Former Australia international Harry Kewell took over as Oldham manager in August 2020, at the start of the 2020-21 EFL League Two season and recorded 11 wins, 6 draws and 15 defeats before he was sacked by the club in March 2021. He left the club 10 points above the relegation places; some fans regarded the club's decision as premature given that Oldham had recently beaten promotion challengers Newport, Forest Green and Salford City. Keith Curle stepped in as temporary head coach, and made the move permanent in May 2021, but his efforts to build a stronger squad were hampered by an EFL transfer embargo, COVID-19 illness, and fans protests against the club's owners. On 7 September 2021, with the club in 23rd position in the fourth tier, Lemsagam insisted he did not wish to sell his stake in the club. Curle left Oldham in November 2021. In December 2021, three fans were banned for "promoting their dislike" of the club's owner; while the bans were overturned after a public outcry, protests continued, Lemsagam announced he was willing to sell the club amid accusations of late payment of salaries, threats of player strikes, and concerns about administration (eventually avoided). John Sheridan was appointed manager in January 2022, but could not halt the slide towards the National League. Oldham were relegated from the English Football League following a 2–1 home defeat by Salford City, a match interrupted by an on-pitch protest by fans against the club's owners. The club became the first former Premier League team to drop into non-league since its creation in 1992.

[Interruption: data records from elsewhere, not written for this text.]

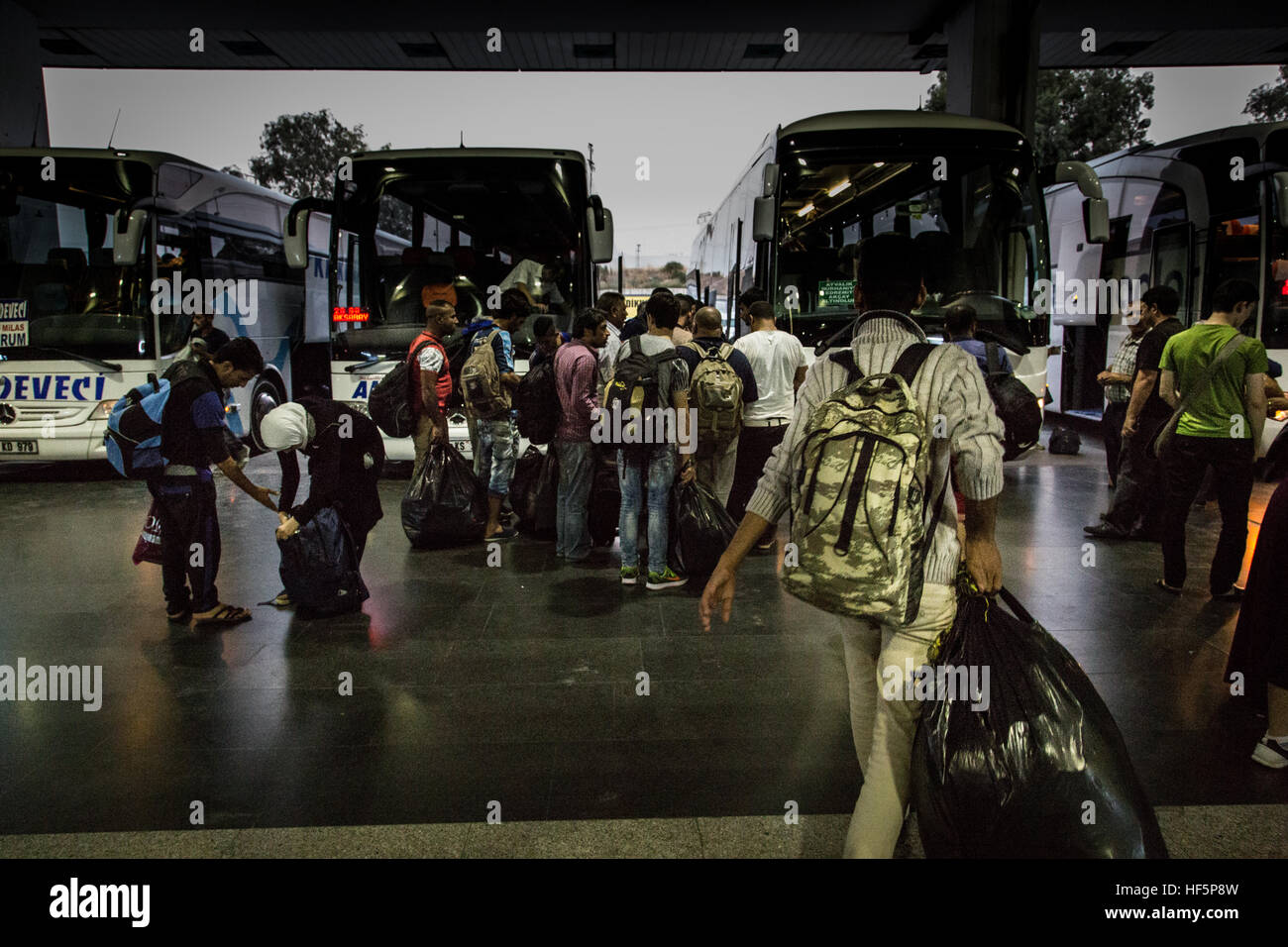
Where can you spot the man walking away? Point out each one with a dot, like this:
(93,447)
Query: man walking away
(715,463)
(1222,425)
(778,363)
(578,384)
(949,385)
(192,438)
(498,432)
(430,380)
(649,480)
(1138,497)
(1117,380)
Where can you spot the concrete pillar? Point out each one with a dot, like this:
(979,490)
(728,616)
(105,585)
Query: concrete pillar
(22,103)
(993,60)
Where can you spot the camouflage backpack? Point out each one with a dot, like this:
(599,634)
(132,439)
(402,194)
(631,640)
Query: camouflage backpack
(862,471)
(715,390)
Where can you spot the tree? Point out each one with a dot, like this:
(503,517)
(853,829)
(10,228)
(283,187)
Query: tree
(303,151)
(1269,102)
(1080,114)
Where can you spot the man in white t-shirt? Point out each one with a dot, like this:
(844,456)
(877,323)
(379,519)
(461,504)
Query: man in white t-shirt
(778,363)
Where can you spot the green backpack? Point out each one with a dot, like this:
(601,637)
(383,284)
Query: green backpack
(859,496)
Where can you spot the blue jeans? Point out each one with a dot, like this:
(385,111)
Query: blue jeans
(576,474)
(661,475)
(498,450)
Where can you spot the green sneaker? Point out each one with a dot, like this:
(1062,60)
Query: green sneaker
(665,579)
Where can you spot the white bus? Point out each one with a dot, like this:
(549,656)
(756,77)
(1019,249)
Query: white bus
(965,189)
(468,214)
(91,244)
(1186,214)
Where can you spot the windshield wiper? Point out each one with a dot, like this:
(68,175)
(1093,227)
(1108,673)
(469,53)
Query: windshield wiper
(88,360)
(374,360)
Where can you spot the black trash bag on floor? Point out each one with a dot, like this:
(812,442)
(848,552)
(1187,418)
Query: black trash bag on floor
(700,528)
(320,567)
(445,505)
(535,492)
(604,504)
(1014,779)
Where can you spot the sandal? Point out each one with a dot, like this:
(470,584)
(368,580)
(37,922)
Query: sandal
(222,615)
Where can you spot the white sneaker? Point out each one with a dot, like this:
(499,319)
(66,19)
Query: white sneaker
(1271,753)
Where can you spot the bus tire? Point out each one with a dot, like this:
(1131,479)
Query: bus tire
(265,397)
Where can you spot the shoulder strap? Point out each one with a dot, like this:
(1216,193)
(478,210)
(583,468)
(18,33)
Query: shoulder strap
(845,359)
(911,360)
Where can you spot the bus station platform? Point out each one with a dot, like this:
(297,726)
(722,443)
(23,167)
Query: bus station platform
(513,692)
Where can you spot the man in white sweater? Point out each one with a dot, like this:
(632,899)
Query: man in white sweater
(967,437)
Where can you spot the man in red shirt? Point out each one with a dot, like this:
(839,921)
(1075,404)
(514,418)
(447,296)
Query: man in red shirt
(430,379)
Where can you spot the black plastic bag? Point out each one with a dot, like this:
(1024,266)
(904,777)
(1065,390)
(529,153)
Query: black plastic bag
(535,492)
(445,505)
(320,567)
(700,528)
(604,505)
(1014,777)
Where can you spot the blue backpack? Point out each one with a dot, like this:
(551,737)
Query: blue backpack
(133,437)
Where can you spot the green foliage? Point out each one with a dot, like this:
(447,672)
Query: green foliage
(1081,114)
(303,151)
(1269,102)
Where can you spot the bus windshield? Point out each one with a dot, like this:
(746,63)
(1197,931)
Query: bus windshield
(468,224)
(56,272)
(974,211)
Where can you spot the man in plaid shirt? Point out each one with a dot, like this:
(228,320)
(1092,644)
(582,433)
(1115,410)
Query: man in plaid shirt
(1117,382)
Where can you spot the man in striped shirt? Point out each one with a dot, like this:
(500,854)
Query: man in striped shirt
(967,436)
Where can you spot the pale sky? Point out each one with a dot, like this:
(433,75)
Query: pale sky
(698,131)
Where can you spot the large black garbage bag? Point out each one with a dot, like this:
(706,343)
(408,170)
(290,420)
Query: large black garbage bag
(1014,776)
(535,492)
(445,505)
(320,567)
(700,528)
(604,505)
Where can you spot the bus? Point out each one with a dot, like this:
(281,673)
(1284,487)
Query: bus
(1186,214)
(104,258)
(965,189)
(471,215)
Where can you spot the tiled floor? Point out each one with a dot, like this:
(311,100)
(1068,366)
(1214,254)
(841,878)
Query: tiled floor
(516,685)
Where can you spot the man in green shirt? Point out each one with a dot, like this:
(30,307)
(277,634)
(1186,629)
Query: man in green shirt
(1220,427)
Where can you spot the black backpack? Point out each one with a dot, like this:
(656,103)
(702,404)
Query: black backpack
(389,402)
(1017,406)
(1064,441)
(634,385)
(537,402)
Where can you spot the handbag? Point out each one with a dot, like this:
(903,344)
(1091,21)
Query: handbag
(1163,436)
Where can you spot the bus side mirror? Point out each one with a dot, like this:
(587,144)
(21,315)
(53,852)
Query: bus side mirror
(295,236)
(128,236)
(1095,219)
(599,230)
(763,219)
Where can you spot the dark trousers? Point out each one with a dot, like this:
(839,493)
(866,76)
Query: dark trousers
(755,447)
(1138,497)
(189,541)
(1186,459)
(1112,425)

===2022–present: the National League===

Following the relegation, Lemsagam and the Boundary Park owner agreed to a sale, and in June 2022 it was reported Oldham Athletic could be sold to a local business. In July 2022, the club was sold to businessman Frank Rothwell, owner of Oldham-based Manchester Cabins. Oldham negotiations to buy Boundary Park from former owner Simon Blitz were then concluded in late August 2022.

Oldham started their first National League campaign with just two wins from their first eight games. Sheridan stepped down as manager on 17 September 2022 and was replaced by David Unsworth. Unsworth led Oldham to a 12th-place finish.

After winning one of their first nine matches of the 2023–24 season, Unsworth was sacked with the Latics in 22nd-place in the National League.